In Rom soll ein solches Corona-Zimmer nach einer Vereinbarung mit den Hoteliers etwa 30 Euro kosten. Kostendeckend ist das für die Betreiber nach Angaben des Verbandes allerdings kaum. Die Unterkünfte täten das auch, da der Tourismus derzeit «in die Knie» gegangen sei. In Rom öffnete einem Bericht der Zeitung «La Repubblica» zufolge etwa ein Luxushotel am Stadtrand seine Pforten für Covid-19-Patienten. Im Zentrum gibt es demnach Angebote von Bed-and-Breakfast-Unterkünften in bester Lage dafür.

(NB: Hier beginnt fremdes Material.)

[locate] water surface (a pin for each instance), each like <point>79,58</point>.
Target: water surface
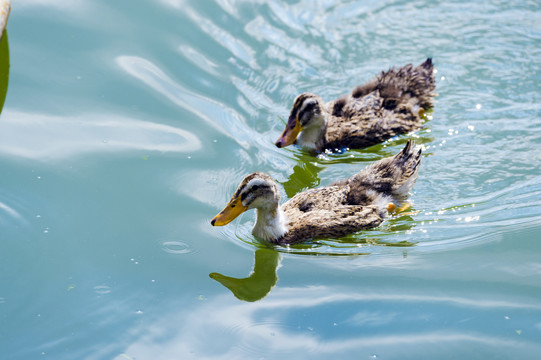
<point>127,126</point>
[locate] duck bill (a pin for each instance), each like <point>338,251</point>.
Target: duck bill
<point>292,130</point>
<point>233,209</point>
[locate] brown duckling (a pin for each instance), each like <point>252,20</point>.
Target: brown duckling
<point>389,105</point>
<point>344,207</point>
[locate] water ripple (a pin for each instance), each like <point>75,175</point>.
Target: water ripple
<point>53,137</point>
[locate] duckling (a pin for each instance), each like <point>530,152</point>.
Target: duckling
<point>344,207</point>
<point>389,105</point>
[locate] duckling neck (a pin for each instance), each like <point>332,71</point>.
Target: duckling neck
<point>271,224</point>
<point>312,135</point>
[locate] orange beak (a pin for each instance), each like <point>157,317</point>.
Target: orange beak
<point>233,209</point>
<point>292,130</point>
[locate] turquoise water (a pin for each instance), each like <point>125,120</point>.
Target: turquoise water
<point>127,126</point>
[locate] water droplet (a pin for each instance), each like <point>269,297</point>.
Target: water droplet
<point>176,247</point>
<point>102,289</point>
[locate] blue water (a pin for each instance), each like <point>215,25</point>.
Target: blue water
<point>128,125</point>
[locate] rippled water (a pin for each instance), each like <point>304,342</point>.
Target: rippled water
<point>128,125</point>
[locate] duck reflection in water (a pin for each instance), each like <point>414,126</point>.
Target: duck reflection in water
<point>259,283</point>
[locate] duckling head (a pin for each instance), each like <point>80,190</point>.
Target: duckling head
<point>306,123</point>
<point>257,191</point>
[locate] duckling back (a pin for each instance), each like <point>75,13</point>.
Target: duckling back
<point>387,180</point>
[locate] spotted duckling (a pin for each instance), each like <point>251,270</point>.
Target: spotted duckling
<point>344,207</point>
<point>389,105</point>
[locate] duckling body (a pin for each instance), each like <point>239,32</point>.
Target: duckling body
<point>389,105</point>
<point>345,207</point>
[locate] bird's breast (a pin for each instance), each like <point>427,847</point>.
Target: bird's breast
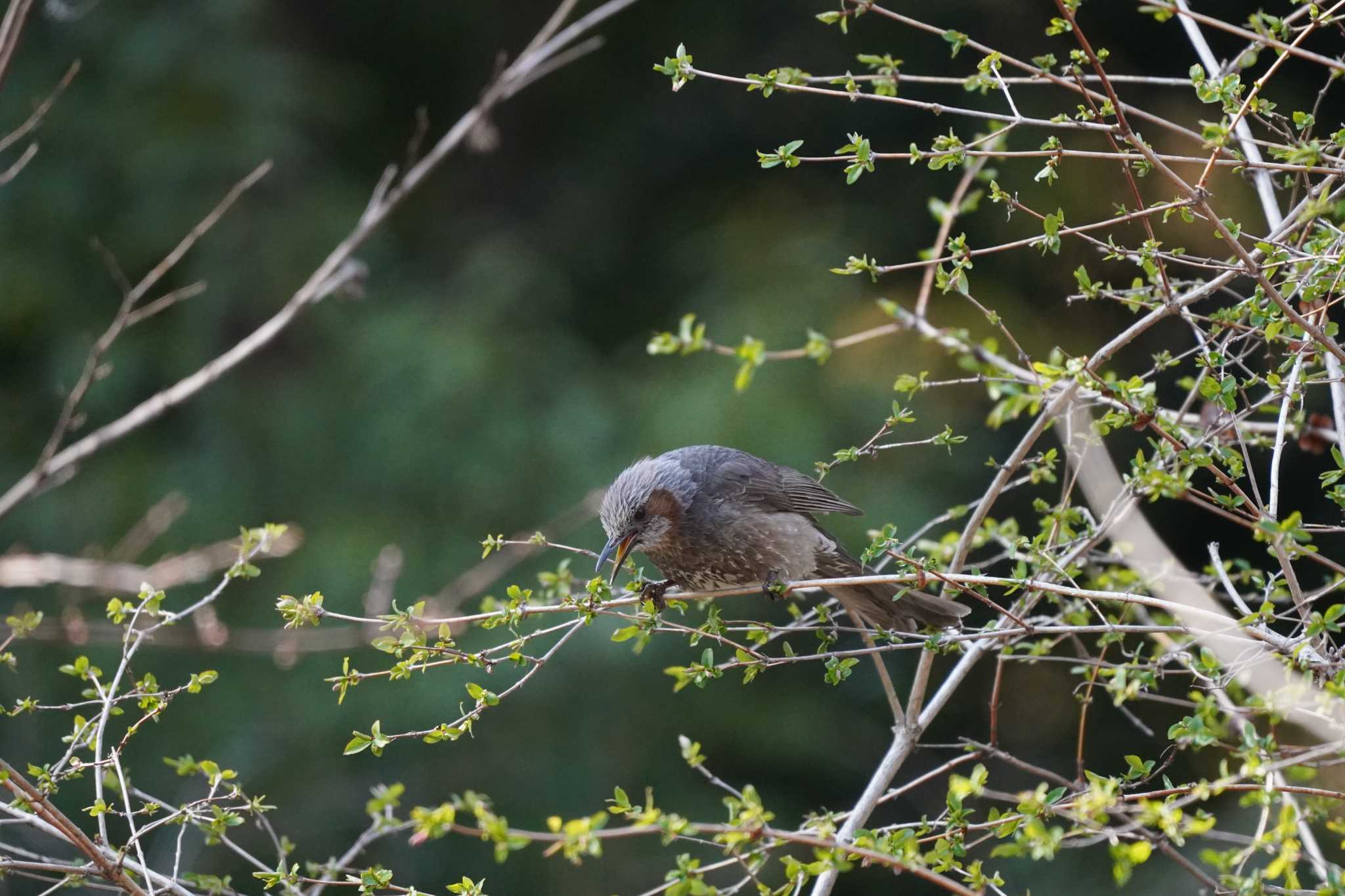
<point>743,550</point>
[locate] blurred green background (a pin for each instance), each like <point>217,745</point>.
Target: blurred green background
<point>495,373</point>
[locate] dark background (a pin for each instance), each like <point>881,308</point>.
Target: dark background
<point>495,373</point>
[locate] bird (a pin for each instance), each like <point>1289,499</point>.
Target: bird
<point>717,517</point>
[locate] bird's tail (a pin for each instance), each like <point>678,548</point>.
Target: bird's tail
<point>879,606</point>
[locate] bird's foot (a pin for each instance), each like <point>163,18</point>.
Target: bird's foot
<point>654,591</point>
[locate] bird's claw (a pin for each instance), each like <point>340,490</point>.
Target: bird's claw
<point>654,591</point>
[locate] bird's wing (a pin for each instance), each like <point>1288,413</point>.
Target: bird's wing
<point>782,488</point>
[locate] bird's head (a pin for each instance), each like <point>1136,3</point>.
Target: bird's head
<point>645,508</point>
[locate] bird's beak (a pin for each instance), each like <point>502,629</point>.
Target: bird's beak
<point>622,547</point>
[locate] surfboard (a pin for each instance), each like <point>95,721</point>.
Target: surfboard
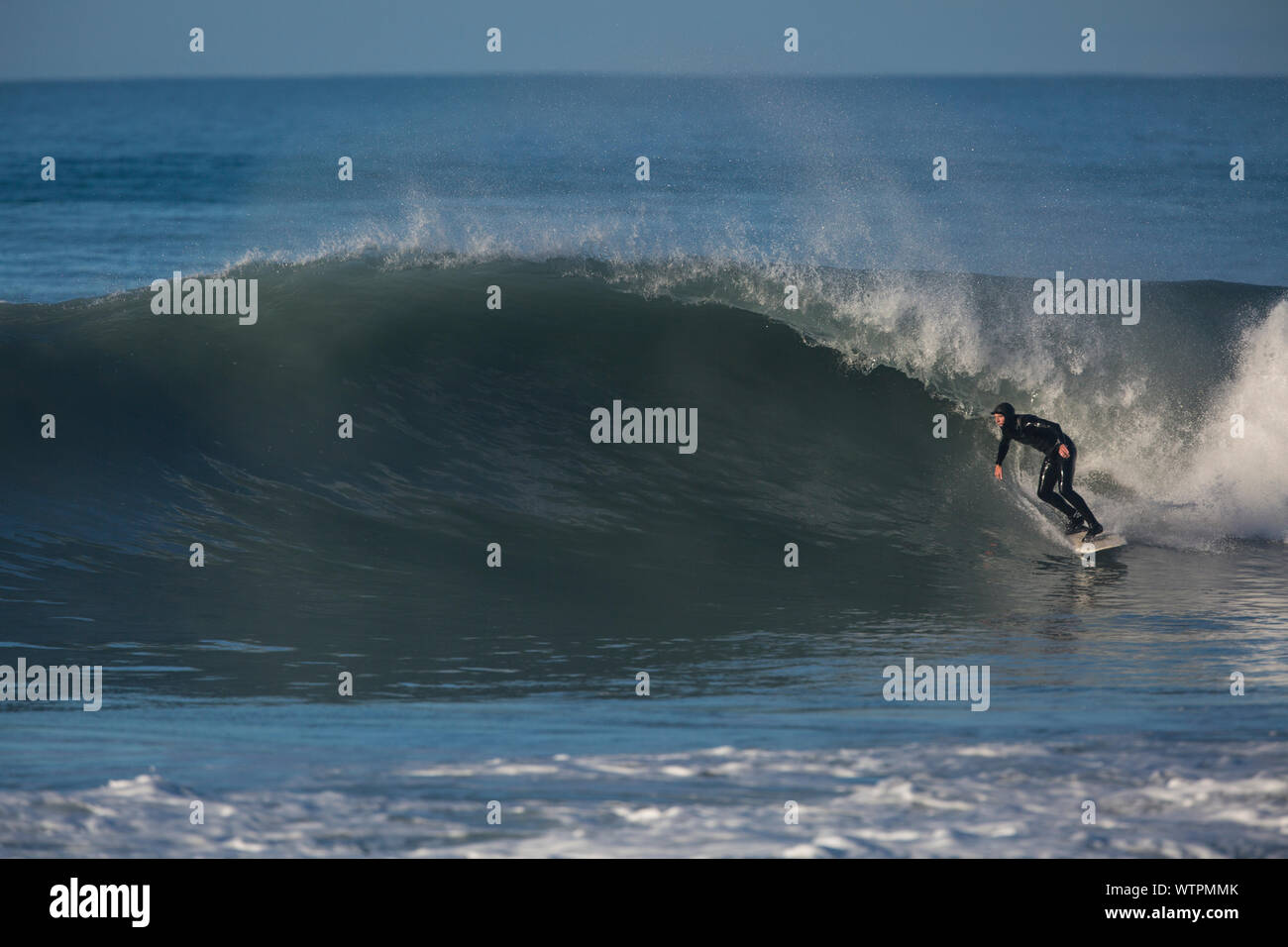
<point>1106,540</point>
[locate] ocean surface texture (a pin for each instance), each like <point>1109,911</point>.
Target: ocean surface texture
<point>1151,684</point>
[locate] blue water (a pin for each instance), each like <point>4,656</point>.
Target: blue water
<point>1109,684</point>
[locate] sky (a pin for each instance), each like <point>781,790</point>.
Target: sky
<point>119,39</point>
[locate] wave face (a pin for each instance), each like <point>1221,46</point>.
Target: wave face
<point>472,425</point>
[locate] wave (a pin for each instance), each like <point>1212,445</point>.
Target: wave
<point>469,419</point>
<point>879,802</point>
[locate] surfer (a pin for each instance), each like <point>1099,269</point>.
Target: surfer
<point>1057,459</point>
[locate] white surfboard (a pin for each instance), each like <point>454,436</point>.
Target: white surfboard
<point>1106,540</point>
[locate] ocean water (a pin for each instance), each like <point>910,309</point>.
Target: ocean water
<point>472,425</point>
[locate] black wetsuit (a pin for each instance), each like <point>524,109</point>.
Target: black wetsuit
<point>1055,480</point>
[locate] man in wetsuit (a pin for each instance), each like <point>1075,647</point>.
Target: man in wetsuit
<point>1059,457</point>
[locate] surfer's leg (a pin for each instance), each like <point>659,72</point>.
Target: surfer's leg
<point>1069,493</point>
<point>1047,479</point>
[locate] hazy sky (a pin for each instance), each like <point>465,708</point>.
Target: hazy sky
<point>72,39</point>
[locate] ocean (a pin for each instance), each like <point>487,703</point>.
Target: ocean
<point>493,579</point>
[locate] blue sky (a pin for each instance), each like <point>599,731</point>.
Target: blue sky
<point>101,39</point>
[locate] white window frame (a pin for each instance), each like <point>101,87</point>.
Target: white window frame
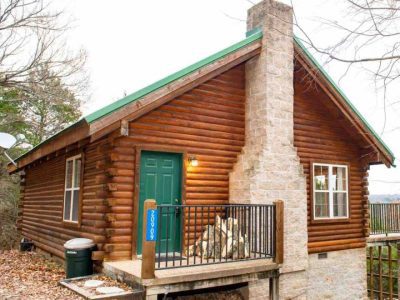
<point>330,190</point>
<point>72,188</point>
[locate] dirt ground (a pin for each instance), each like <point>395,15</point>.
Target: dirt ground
<point>29,275</point>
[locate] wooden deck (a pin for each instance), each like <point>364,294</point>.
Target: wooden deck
<point>192,277</point>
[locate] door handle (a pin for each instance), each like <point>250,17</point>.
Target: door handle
<point>177,208</point>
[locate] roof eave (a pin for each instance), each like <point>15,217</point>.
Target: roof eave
<point>387,155</point>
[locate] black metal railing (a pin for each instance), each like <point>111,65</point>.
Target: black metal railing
<point>208,234</point>
<point>384,218</point>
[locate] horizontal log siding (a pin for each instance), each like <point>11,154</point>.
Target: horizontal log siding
<point>321,137</point>
<point>207,122</point>
<point>42,209</point>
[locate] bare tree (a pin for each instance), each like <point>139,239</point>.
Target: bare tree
<point>368,36</point>
<point>32,35</point>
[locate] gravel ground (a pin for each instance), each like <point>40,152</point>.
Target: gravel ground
<point>28,275</point>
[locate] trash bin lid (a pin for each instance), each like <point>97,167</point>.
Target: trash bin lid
<point>78,244</point>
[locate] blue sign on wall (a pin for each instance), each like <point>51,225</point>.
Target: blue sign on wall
<point>151,228</point>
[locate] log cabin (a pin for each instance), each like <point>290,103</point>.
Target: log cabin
<point>215,144</point>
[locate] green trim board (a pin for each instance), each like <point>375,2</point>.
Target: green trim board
<point>171,78</point>
<point>70,127</point>
<point>343,95</point>
<point>252,36</point>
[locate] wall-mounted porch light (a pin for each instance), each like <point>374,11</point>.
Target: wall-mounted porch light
<point>193,162</point>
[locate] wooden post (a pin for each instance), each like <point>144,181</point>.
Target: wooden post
<point>279,250</point>
<point>274,288</point>
<point>398,269</point>
<point>148,247</point>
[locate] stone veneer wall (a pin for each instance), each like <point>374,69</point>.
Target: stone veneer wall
<point>268,167</point>
<point>341,276</point>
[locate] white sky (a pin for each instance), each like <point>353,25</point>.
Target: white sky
<point>134,43</point>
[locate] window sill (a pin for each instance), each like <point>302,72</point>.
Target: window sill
<point>324,221</point>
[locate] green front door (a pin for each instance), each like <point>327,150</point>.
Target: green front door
<point>160,179</point>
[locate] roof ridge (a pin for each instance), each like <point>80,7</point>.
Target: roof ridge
<point>257,34</point>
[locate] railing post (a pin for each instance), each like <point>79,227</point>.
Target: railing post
<point>279,250</point>
<point>148,246</point>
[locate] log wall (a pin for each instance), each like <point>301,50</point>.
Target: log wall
<point>207,122</point>
<point>43,196</point>
<point>322,135</point>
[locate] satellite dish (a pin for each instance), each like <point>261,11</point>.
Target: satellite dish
<point>7,140</point>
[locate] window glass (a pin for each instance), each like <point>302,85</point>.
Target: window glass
<point>77,173</point>
<point>330,191</point>
<point>67,205</point>
<point>75,206</point>
<point>72,188</point>
<point>339,204</point>
<point>69,174</point>
<point>321,174</point>
<point>322,204</point>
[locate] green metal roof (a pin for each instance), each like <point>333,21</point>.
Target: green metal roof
<point>251,37</point>
<point>342,94</point>
<point>256,35</point>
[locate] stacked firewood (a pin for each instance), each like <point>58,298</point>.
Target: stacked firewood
<point>224,239</point>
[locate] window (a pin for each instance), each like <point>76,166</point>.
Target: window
<point>330,186</point>
<point>72,188</point>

Eine ähnliche Idee gab es auch in Deutschland: Die Ärztegewerkschaft Marburger Bund plädierte jüngst dafür, dass positiv Getestete ihre Quarantäne auch in einem Hotelzimmer verbringen können. Das Angebot solle freiwillig sein und nur für Menschen gelten, die keine oder nur schwache Symptome haben, sagte die Vorsitzende des Marburger Bundes, Susanne Johna, kürzlich den Zeitungen der Funke Mediengruppe. (Tageskarte berichtete)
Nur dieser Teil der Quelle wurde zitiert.